Beim Schärfen des Stachels
Von Vincent Sauer
Mit alertem Problembewusstsein durch die Welt zu gehen, fällt vielen linken Freunden nicht so schwer, Gedächtnispflege eher sehr. Dass in Berlin mal alles anders hätte kommen können – LAP Coffee, Dubai-Schokoladeneis, Startupwirtschaft und 1.000-Euro-Miete für ein Wohnklo ein schlechter Witz der Stadtgeschichte –, lässt sich in den Archiven der künstlerischen Gegenöffentlichkeit des Prenzlauer Bergs bestaunen. Dort gab man sich zunächst mit den systemischen Beschwerden der DDR nicht zufrieden, dann aber noch weniger mit denen der BRD.

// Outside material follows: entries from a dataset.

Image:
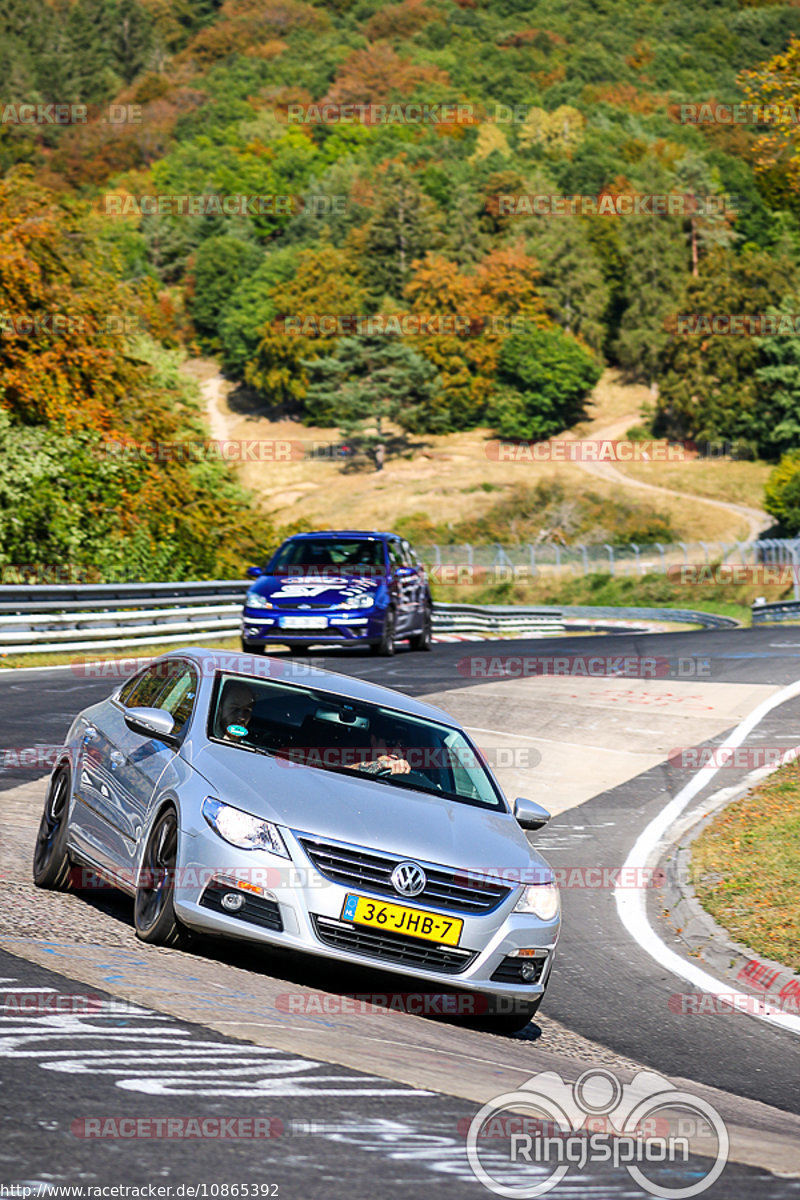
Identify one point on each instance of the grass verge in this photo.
(78, 659)
(609, 591)
(746, 868)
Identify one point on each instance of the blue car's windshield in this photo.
(340, 553)
(310, 727)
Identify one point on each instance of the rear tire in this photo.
(50, 858)
(385, 647)
(154, 910)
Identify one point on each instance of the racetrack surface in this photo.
(608, 1002)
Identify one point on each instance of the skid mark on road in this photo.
(149, 1053)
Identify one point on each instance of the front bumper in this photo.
(290, 905)
(265, 627)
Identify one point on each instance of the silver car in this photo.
(268, 799)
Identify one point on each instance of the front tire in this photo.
(385, 647)
(50, 858)
(154, 910)
(423, 640)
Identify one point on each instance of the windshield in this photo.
(340, 553)
(307, 727)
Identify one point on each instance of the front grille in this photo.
(374, 943)
(368, 869)
(306, 604)
(510, 970)
(256, 910)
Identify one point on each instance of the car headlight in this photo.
(256, 600)
(242, 829)
(540, 899)
(360, 601)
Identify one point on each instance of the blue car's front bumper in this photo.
(335, 625)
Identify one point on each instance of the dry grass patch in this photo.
(746, 868)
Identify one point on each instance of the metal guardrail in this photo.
(776, 613)
(41, 618)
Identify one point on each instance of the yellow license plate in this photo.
(396, 918)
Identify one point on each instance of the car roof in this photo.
(342, 533)
(266, 667)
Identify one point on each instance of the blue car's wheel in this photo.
(423, 640)
(386, 643)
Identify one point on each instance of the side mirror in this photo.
(529, 815)
(151, 723)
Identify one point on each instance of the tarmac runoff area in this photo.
(593, 735)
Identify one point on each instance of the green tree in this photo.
(220, 265)
(543, 378)
(782, 493)
(365, 384)
(402, 229)
(779, 385)
(708, 384)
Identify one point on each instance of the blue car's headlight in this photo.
(540, 899)
(242, 829)
(256, 600)
(361, 601)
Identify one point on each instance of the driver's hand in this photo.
(394, 763)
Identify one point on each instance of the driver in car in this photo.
(235, 709)
(388, 750)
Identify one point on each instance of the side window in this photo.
(179, 697)
(143, 690)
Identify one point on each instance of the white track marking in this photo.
(631, 901)
(164, 1060)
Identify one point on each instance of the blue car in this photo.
(340, 587)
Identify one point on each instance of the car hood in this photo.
(301, 588)
(329, 804)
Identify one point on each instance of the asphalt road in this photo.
(605, 988)
(113, 1097)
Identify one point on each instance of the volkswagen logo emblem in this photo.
(408, 879)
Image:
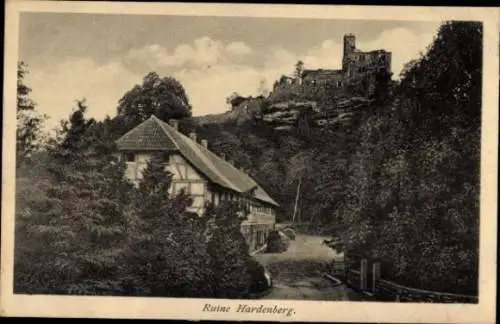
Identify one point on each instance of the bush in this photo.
(290, 233)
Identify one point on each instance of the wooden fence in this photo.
(365, 276)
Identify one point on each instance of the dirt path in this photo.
(297, 273)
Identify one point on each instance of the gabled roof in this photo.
(149, 135)
(154, 134)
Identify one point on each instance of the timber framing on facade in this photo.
(205, 176)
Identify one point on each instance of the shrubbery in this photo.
(81, 228)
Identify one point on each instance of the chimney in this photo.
(174, 123)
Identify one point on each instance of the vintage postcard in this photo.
(250, 162)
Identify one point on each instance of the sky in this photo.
(99, 57)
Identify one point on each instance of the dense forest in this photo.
(399, 183)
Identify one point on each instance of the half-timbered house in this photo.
(205, 176)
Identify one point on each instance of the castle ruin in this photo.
(358, 68)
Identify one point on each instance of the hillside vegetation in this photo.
(400, 180)
(397, 179)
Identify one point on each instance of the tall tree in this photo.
(73, 234)
(166, 249)
(163, 96)
(29, 121)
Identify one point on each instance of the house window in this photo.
(130, 157)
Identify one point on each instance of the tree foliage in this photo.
(29, 136)
(164, 97)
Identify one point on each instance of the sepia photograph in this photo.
(250, 166)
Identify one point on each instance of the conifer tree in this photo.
(228, 250)
(76, 232)
(29, 122)
(166, 252)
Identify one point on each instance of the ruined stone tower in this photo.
(349, 47)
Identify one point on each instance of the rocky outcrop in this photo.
(285, 115)
(342, 111)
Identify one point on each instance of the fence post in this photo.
(363, 274)
(376, 276)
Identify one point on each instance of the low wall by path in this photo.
(367, 279)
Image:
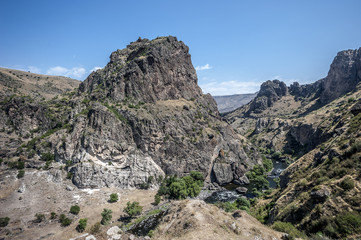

Der Dichter Bert Papenfuß war eine zentrale Figur des antikapitalistischen Nonkonformismus, auch als Redakteur und Kneipenbetreiber. In über vier Jahrzehnten kam eine Menge Text und bedrucktes Papier zusammen. 2023 ist er verstorben, bereits 2013 hat die Akademie der Künste 1.000 Bände aus seinem Vorlass übernommen. Ende dieses Jahres soll der Bestand komplett katalogisiert sein. Das heißt, man kann was damit anfangen: Bücher bestellen, sichten, am besten nicht in Nostalgie verfallen, ob besserer Zeiten für avantgardistische Literatur, sondern weitermachen gegen den Einheitsbrei. Am vergangenen Freitag haben die Bibliothekare Maximilian Bach, Katja Strauß und Synke Vollring vom Archiv der AdK Einblicke gewährt in Papenfuß’ Nachlass.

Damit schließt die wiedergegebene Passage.